We’ve created a culture where being polished feels untrustworthy and being slightly chaotic feels authentic. We’re all sleuthing around online, carefully curating our typos and lowercase sentences to make sure we look “real” (whatever that is anymore), we’re performing imperfection, and it’s encouraged.
I’m probably not the first person to be accused of using AI in my text, and while AI becomes more accessible and affordable, I won’t be the last.
As a marketer, it feels like an insult to be told my work looks like I copied and pasted it from ChatGPT. Before, that was a compliment, it meant your writing was as sharp and structured as something built by a computer that knows everything, but now, if someone says it “looks like AI,” it implies you’re lazy or you’re cheating.
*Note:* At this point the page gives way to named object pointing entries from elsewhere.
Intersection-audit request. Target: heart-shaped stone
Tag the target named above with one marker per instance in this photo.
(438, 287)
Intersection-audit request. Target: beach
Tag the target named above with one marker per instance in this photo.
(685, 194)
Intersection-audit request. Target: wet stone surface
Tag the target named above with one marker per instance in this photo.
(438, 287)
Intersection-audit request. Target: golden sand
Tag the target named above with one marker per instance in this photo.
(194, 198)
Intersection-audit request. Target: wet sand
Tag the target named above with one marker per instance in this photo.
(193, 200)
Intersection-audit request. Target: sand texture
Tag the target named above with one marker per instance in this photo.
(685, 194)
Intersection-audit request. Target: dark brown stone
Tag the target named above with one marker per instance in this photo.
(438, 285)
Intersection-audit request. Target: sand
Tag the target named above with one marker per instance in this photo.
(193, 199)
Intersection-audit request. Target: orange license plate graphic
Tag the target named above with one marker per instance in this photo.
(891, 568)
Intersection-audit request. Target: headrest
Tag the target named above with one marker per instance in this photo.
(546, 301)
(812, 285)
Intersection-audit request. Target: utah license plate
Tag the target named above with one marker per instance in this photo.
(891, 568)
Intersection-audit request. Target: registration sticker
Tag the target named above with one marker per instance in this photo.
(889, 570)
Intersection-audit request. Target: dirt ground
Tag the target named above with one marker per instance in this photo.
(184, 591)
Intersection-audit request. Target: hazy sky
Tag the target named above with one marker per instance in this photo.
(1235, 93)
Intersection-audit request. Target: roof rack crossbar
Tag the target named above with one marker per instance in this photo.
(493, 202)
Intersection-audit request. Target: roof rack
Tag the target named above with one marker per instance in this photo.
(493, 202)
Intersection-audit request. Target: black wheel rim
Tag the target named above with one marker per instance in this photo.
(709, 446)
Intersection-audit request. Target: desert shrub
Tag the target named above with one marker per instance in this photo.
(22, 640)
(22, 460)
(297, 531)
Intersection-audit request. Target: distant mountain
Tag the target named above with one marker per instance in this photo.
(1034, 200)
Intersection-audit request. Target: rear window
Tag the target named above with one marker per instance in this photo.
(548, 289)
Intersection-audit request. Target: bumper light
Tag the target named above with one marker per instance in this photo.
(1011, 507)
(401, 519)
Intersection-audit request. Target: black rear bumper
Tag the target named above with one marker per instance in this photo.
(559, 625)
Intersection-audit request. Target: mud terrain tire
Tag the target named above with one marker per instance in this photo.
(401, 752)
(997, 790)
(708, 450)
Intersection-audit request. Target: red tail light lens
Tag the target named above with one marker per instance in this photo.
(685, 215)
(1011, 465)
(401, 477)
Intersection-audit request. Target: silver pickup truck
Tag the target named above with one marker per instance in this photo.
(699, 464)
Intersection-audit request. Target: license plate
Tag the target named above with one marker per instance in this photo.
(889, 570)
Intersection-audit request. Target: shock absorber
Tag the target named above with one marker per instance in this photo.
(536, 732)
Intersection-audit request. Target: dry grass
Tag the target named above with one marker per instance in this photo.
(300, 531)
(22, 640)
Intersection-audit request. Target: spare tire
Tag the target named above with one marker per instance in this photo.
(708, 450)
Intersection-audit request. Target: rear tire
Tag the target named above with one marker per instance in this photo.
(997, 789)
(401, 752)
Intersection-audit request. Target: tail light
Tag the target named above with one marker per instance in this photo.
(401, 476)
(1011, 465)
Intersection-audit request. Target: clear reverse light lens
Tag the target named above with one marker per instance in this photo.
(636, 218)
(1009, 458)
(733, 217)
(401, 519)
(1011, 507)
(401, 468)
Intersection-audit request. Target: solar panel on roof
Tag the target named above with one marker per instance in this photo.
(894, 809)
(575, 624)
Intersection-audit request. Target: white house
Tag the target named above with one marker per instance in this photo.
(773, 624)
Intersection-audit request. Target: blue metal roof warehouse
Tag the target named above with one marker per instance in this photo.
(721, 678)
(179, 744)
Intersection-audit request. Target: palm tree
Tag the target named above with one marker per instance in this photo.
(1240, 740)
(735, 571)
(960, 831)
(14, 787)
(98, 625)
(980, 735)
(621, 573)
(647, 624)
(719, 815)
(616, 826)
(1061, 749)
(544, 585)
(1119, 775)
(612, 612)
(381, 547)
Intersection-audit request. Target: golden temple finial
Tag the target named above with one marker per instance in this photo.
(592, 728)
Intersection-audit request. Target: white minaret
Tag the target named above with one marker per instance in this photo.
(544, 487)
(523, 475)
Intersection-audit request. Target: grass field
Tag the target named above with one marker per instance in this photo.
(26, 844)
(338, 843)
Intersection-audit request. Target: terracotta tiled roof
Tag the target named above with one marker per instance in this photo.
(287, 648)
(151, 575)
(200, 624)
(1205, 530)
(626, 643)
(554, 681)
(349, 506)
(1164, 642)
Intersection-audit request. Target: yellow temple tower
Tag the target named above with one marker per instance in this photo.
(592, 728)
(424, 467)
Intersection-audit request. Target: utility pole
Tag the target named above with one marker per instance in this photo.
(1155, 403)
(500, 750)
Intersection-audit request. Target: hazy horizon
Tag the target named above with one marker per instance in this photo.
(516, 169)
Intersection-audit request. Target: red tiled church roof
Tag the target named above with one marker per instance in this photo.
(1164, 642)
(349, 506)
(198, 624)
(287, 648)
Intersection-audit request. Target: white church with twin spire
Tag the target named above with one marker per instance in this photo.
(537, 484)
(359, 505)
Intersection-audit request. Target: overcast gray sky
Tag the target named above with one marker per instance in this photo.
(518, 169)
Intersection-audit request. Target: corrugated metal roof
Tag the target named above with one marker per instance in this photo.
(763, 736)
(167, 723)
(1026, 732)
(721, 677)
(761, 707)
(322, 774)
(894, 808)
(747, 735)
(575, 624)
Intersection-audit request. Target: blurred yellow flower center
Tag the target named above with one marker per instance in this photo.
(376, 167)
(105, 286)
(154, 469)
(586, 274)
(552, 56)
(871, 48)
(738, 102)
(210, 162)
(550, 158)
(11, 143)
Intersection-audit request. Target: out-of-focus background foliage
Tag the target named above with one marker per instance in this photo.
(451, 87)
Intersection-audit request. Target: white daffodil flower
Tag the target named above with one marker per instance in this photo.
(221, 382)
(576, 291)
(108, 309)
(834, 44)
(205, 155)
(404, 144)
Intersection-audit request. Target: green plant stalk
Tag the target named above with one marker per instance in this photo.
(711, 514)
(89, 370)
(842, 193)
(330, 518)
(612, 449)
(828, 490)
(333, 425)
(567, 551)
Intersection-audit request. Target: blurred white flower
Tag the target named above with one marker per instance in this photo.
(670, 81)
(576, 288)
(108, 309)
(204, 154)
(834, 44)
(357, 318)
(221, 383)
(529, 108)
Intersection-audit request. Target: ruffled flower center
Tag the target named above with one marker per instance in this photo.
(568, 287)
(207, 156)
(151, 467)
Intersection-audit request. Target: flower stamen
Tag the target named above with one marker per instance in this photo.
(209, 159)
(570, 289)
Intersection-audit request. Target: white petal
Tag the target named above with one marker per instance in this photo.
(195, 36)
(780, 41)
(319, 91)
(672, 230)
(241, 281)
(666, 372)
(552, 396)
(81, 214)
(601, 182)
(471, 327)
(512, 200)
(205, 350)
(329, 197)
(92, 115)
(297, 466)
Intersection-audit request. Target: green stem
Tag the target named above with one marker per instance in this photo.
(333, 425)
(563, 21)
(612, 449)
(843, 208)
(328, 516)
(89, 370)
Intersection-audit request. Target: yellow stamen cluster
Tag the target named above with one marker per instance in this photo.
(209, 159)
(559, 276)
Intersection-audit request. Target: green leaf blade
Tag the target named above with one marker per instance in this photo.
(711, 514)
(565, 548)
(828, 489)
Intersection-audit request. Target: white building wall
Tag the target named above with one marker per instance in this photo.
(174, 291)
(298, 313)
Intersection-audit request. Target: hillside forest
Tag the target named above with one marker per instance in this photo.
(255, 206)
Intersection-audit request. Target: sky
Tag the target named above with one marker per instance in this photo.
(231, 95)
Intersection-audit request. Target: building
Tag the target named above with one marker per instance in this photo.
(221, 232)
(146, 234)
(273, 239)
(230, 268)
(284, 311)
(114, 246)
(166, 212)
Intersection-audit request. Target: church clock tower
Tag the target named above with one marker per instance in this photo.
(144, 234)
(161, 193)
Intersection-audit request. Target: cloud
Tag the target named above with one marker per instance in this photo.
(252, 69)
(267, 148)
And for marketers, that’s where it gets tricky, for years, we were told to aim for perfection — perfect headlines, perfect hooks, perfect tone. Now we’re being told to leave the rough edges in, to sound less corporate, less automated, more… messy.
But authentic isn’t the same as careless, there’s still a craft in sounding human without sounding like you’ve just been released into the wild internet for the first time.
So maybe that’s the new challenge for us: not fighting AI, but finding the line between being real and being recognisably human, not over-editing our words until they lose all warmth, but not leaning so far into the chaos that we sound like parody accounts.
Because the truth is, AI isn’t killing creativity, it’s just holding up a mirror, and what we’re really reacting to… is the fact that it’s starting to sound a little too much like us.
As an FYI - AI text detectors aren’t really accurate, but just for the sake of it..
It’s taken me about a week to write this blog, and it’s more of a rant than anything else, and a place to vent my concerns of the rise of AI use and people confusing authenticity with AI generated slop.
I also recommend watching this video from Kurzgesagt – In a Nutshell which talks about AI slop and how it’s destroying the internet - a part I never considered until watching this video is the rise of fake authority content, and how if an AI bot writes a blog about something fake, another AI will pick it up and believe it to be factual and have a source to link it back to.